A team of scientists has discovered three molecules — from a search of 58,000 compounds — that appear to inhibit a key perpetrator of Alzheimer’s disease.
Each of the three molecules protects the protein called "tau," which becomes hopelessly tangled in the brains of patients with Alzheimer’s. The finding is promising news for the development of drugs for the disease.
Ken Kosik, co-director of the Neuroscience Research Institute at the University of California, Santa Barbara, headed the effort to find these molecules. The results of the study are published in the July issue of the journal Chemistry and Biology, released on Friday, July 22.
As baby boomers grow older, the incidence of Alzheimer’s, already increasing, will rise much more. "Our approaches to the disease are flagrantly inadequate," said Kosik. "There are a couple of FDA-approved drugs that help a little, but don’t modify the disease. They give a little bit of symptomatic relief, but don’t change the inexorable progression of the disease."
He said that new insights made over the past decade help to understand the molecular and genetic basis of the disease and these can now be built upon for the development of treatments. "There is no doubt that we need new approaches," said Kosik. "The insights gained about the mechanisms of the molecular and genetic basis of the disease are beginning to add up and can be harnessed for treatments."
Alzheimer’s involves a complicated, interwoven series of regulatory steps of genes and proteins "talking" to each other, he explained. "When the conversation goes awry the disease process begins.
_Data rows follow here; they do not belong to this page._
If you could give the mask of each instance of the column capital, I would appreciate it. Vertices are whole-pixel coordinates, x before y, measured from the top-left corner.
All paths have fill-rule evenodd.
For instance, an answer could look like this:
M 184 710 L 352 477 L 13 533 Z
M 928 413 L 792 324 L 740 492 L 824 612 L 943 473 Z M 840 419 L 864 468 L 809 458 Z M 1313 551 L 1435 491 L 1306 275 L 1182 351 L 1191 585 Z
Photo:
And it is not just one gene or one protein causing the damage."
The complexity of Alzheimer’s means that several different medications will likely be needed to control it, said Kosik. The same is true for many other diseases — from AIDS to cancer. "It is likely that we will need to strategically target different aspects of the disease and put them together."
Kosik and his team chose to focus on the neurofibrillary tangles of neurons in the brain that, along with senile plaques, characterize Alzheimer’s disease. The tangles are made of "tau," a protein that is also present normally in the brain.
"Tau goes wrong and becomes pathological when it becomes intensely phosphorylated," said Kosik. "This means that many phosphate groups attach to tauómodify itóand cause it to become dysfunctional."
The culprit is an enzyme, called CDK5, that attaches the phosphate to the tau protein, facilitating the disease process. The researchers set out to find a way to inhibit this enzyme, to keep it from putting any phosphate on tau.
In the laboratory, they purified the enzyme and purified tau protein, and watched tau get phosphorylated by the enzyme. They then performed a library search of small molecules (58,000 of them) in an attempt to find those that would prevent phosphorylation. Small molecules are preferred because they are more easily used as a drug since they can get through the body and into cells. It is also important to find molecules that will cross the blood brain barrier.
They then set up a test of nearly 400 small molecules that fit their criteria. The test results showed three small molecules that can inhibit the enzyme. These are candidates for development as drugs.
Kosik explained that proteins are strings of amino acids folded into small globs. All proteins that happen to be an enzyme involved in phosphorylation have one thing in common. They have a pocket that is almost always in the same place and this is where the phosphate attaches to the enzyme, in this case CDK5. To get a molecule that specifically prevents the enzyme from binding at the pocket is difficult.
Of the three compounds that the research group found, the scientists were able to locate where they bind. They found that one binds in the pocket, another binds at the edge of the pocket, and a third appears to bind completely outside the pocket. The scientists are most interested in the second and third compounds.
"This is the first demonstration that we can find small molecules that can more specifically affect the phosphorylation of tau by CDK5," said Kosik.
In terms of future directions, Kosik said, "There is lots to do here, lab testing, testing in animals, etc. But we have made an important step forward toward developing treatments for this disease."
He noted that this work is of a type usually performed by pharmaceutical companies, but in this case was completed in an academic environment.
The work was partly funded by NIH grants, the Institute for the Study of Aging, and the Department of Energy Computational Science Graduate Fellowship.
In addition to Kosik, authors of the paper include: Jae Suk Ahn, Sungwoon Choi, and Gregory D. Cuny of the Department of Neurology and Laboratory for Drug Discovery in Neuroegeneration of Brigham and Women’s Hospital, Harvard Medical School; Mala L. Radhakrishnan of the Computer Science and Artificial Intelligence Laboratory, Department of Chemistry, Massachusetts Institute of Technology; Marina Mapelli and Andrea Musacchio of the Structural Biology Unit of the Department of Experimental Oncology, European Institute of Oncology, Milan, Italy; Bruce Tidor of the Computer Science and Artificial Intelligence Laboratory, Biological Engineering Division, Department of Electrical Engineering and Computer Science, Massachusetts Institute of Technology.